When Juan Carlos Zarate reached his fifties, his knees started screaming: Stop running. The longtime marathoner and cardiologist finished his last 26.2 mile run four years ago, at the age of 55. Like many former riders, he turned to road cycling as a low-impact alternative, but worried about the growing number of cyclist deaths caused by vehicles.
Dr Zarate, 59, lives in a protected bay in the city of Niceville, in the Panhandle of Florida. Rather than going to the gym, he looked to the waterways around his house for a safe place to get his dose of nature and exercise.

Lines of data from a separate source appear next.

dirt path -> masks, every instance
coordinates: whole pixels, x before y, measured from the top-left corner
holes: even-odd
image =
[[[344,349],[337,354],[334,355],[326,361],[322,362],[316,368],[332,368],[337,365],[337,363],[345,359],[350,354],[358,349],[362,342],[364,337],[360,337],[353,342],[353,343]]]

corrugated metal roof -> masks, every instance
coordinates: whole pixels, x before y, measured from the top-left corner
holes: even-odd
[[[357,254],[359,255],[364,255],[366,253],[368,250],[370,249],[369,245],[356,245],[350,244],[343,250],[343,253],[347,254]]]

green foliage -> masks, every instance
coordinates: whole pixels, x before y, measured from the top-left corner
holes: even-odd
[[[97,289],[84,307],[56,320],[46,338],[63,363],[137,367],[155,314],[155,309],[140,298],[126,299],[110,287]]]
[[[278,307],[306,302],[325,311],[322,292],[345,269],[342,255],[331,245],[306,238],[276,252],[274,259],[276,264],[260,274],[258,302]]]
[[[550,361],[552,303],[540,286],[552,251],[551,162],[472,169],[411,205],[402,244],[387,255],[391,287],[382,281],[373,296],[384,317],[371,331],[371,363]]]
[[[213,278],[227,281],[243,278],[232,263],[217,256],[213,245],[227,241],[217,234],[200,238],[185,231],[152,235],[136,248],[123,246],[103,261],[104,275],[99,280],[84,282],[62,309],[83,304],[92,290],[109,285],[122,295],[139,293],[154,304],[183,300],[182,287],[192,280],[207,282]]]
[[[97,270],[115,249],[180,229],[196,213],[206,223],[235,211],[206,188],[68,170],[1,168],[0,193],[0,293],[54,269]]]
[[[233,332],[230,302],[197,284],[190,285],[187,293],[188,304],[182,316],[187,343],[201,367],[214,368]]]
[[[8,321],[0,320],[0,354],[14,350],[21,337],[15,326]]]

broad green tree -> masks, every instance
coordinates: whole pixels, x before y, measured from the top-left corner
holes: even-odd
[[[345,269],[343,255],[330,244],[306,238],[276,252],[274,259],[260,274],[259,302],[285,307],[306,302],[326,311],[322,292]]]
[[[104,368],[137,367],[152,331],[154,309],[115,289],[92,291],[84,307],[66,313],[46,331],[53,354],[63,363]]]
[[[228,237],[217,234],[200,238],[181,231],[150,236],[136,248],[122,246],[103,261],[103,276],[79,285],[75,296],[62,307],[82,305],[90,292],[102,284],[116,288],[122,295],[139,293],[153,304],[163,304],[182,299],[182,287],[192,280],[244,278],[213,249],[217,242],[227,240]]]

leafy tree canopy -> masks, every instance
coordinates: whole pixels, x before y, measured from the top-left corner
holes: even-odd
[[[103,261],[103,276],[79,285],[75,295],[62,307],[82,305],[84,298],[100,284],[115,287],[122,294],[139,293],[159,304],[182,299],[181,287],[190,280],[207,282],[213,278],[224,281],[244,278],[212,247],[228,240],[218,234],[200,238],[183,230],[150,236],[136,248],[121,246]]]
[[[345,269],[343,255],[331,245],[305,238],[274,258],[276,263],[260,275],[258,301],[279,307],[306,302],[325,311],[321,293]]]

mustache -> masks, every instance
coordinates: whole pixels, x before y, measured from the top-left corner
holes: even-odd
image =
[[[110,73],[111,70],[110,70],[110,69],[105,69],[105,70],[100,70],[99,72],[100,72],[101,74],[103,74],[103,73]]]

The younger of his two sons, Lucas Zarate, rowed in high school, which inspired him to try sculling.
Sculling is a rowing discipline requiring two oars. Narrow boats, also known as seashells, range from a 27-foot-long solo boat to a 58-foot-long boat that can accommodate eight people. The hulls are fitted with sliding seats, with the oars attached to the boat.
Dr Zarate signed up for a lesson and was surprised to find that the sport worked both his legs and his upper body. “You drive through the legs to initiate the power of the race,” he says. “People think rowing is about brute strength, but it’s really about technique. It is a very technical sport. You are always learning and improving.
He bought a seashell for his wife, Robin Zarate, and now they’re both addicted. The couple have joined the Pensacola Rowing Club, just over an hour away, and are considering starting a local club.